The taxpayers are generous and we waste that generosity self-righteously, with a massive sense of entitlement, which mostly is kept hidden with good PR, and willful blindness from those who foot the bills.
To dare spare any and all expense on the troops is seen as tantamount treason. Some years ago, there was a groundswell to supply troops with inferior body armor called Dragon Skin. The rally cry was that Dragon Skin was more expensive and therefore must be better, and that the military refused to buy it because it was more expensive.
The reality was that Dragon Skin was far more expensive, and far inferior to competitors. After trying Dragon Skin, which some people were buying for loved ones deployed, I refused to wear it in combat, and sold mine. To the Pentagon’s credit, the procurement system worked and the military did not cave to demands to buy the inferior Dragon Skin. The system is not totally broken. There really is some fine gear in use, but the failures are maddening, and this tendency to spare no expense is often used in commission of wanton waste.
In September 2011, I made video of a nearby U.S. strike using 12 GMLRS rockets. The Soldiers had to wait for well over a day—in a very dangerous area where two friendly fatalities (1 U.S., 1 ANA) occurred over two days. Finally came the rockets.
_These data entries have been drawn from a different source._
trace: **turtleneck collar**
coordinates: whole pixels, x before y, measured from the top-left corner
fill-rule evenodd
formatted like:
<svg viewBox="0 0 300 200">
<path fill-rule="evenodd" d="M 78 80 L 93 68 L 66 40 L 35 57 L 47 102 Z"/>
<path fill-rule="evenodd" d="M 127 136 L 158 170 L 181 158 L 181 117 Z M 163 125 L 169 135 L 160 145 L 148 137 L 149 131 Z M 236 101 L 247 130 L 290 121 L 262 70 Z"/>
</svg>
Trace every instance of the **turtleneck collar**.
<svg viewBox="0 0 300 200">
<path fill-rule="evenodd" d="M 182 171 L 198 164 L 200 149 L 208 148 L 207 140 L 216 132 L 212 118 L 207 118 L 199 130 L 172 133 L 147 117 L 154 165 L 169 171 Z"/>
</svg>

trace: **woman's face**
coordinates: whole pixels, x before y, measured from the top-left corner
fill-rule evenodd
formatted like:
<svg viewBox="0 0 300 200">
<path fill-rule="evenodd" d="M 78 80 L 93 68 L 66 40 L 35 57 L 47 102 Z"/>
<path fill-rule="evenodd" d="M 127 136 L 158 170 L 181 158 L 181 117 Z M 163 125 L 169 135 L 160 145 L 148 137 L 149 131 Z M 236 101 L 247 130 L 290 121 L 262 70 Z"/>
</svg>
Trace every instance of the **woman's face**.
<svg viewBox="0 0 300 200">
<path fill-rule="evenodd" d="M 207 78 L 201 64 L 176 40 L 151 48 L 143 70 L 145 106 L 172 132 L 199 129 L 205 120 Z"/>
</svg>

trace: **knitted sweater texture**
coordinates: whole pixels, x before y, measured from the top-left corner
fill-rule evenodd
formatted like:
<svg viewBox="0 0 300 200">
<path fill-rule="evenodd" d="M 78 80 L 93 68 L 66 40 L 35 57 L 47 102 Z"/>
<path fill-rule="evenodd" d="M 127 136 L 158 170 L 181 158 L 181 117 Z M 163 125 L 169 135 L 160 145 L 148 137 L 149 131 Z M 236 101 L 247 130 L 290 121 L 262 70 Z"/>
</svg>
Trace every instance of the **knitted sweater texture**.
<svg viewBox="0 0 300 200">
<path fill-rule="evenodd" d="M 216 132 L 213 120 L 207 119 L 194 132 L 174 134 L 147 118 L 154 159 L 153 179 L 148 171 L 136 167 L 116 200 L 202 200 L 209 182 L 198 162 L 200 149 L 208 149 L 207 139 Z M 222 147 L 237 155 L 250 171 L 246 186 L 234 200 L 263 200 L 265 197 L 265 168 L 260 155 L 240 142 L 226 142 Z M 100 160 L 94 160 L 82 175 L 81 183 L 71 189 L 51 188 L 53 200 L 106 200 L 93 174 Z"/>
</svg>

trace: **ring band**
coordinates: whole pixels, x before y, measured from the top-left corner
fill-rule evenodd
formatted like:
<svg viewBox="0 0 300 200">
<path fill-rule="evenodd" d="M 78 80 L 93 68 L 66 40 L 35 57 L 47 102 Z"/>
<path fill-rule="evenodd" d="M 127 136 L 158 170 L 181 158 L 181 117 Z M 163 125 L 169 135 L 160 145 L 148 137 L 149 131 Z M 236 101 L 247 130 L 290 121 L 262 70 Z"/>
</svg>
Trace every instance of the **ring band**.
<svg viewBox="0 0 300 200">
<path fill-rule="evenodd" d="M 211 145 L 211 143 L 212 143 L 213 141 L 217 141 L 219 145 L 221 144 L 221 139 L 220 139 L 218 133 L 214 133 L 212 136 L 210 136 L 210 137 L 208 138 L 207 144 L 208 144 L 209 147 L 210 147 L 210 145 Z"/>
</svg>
About $2 million worth. Their actual cost would be far more if counting air transportation to Afghanistan, and other enormous associated costs, such as maintenance and specialized crews. While approval for the strike was on hold in Kabul, about 120 men waited as sitting ducks. (Many were Afghan Soldiers.)
The target: probably a few hundred dollars’ worth of ammonium nitrate. There were no enemy personnel on target. There were no civilians anywhere around. The target could have been hit within half an hour with a single bomb that already was under someone’s wing. Sometimes you get the impression that the choice of weapons—which was made in Kabul, hundreds of miles away—has nothing to do with the tactical realities.
On that particular mission – there was nothing special about it other than that it will be memorialized here – given that we came in and went out by helicopters, and took a U.S. fatality and one ANA killed, and the extreme costs of wasting Soldiers’ time in Afghanistan, it is not unrealistic to guess that that strike cost at least ten million dollars, or likely far more. There is no way to account for it, but we know that we were burning money at the bonfire of insanity, including a risky nighttime resupply halfway through by CH-47.
It has been estimated that it costs about $1 million to keep a U.S. Soldier in Afghanistan for one year. Let’s make a jagged stab at accounting for that mission, including some of the support, planning, and execution that went into it. Let’s argue that 400 people spent 10 days on it, or 4,000 man days. There was pre-mission planning that lasted weeks for some. Execution. And reset. So 10 days is safe. (Not including the many aircraft that supported us.) Most of the Soldiers involved with the mission did not actually go on it; they were support. That’s about $11 million, plus the $2 million for missiles, not to mention the aircraft, and the peanuts paid as death gratuity for the killed Soldier.
For what? A few hundred pounds of fertilizer. For every dollar we cost the enemy, we probably waste thousands.
It must cost at least a billion dollars to deploy an infantry battalion to Afghanistan for a year. It is hard to imagine it costing less. And this can never account for the casualties on both sides, the worn out and destroyed gear, and the suicide bomber and opium warehouse that has grown under our perceived wisdom. The Afghans, including in most of the worst places, have continuously demonstrated that they will welcome people and protect those who are helping, and they will resist those that they see as invaders. We would do the same.